WanderingAlbatross - Wing-tipping down the rollers of life's ocean.

I told big Larry not to mention Mr D's dirty habit, I told him but would he listen. I'd heard on the grape vine that McRoss had a contract out on im too for muckin up the Haggis Hunters. Rumour has it all of two whole poonds and a brace o haggi.

Anyway enough chit chat, it's the 6a you're looking for. Should be along soon, toodle pip.

Albert EW Ross


Ask Mr. Dreadful III: Night of the Living Dreadful

Post 158

Mr. Dreadful - But really I'm not actually your friend, but I am...
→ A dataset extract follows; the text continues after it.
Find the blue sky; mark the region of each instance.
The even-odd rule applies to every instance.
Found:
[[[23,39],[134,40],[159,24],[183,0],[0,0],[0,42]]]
Hah! They'll never take me alive!

*Brandishes cutlass and flint-lock pistol.*


Ask Mr. Dreadful III: Night of the Living Dreadful

Post 159

Dai the Death, "My other sink's a Porsche"

Dear Wanderin AR

On the subject of difficulty of balancing can I just say the devine Ayee Bee has enough problem balancing on a 6 lane motorway never mind one of them little cctv cameras!

Dear Mr D.

What do you thin of the chancellors budget proposals and there effect on the majority of the population?

Dai


Ask Mr. Dreadful III: Night of the Living Dreadful

Post 160

Mr. Dreadful - But really I'm not actually your friend, but I am...

Dear Dai,

Looks like the Chancellor is (as usual) writing cheques he can't cash (although the highr stamp duty threshold will be nice).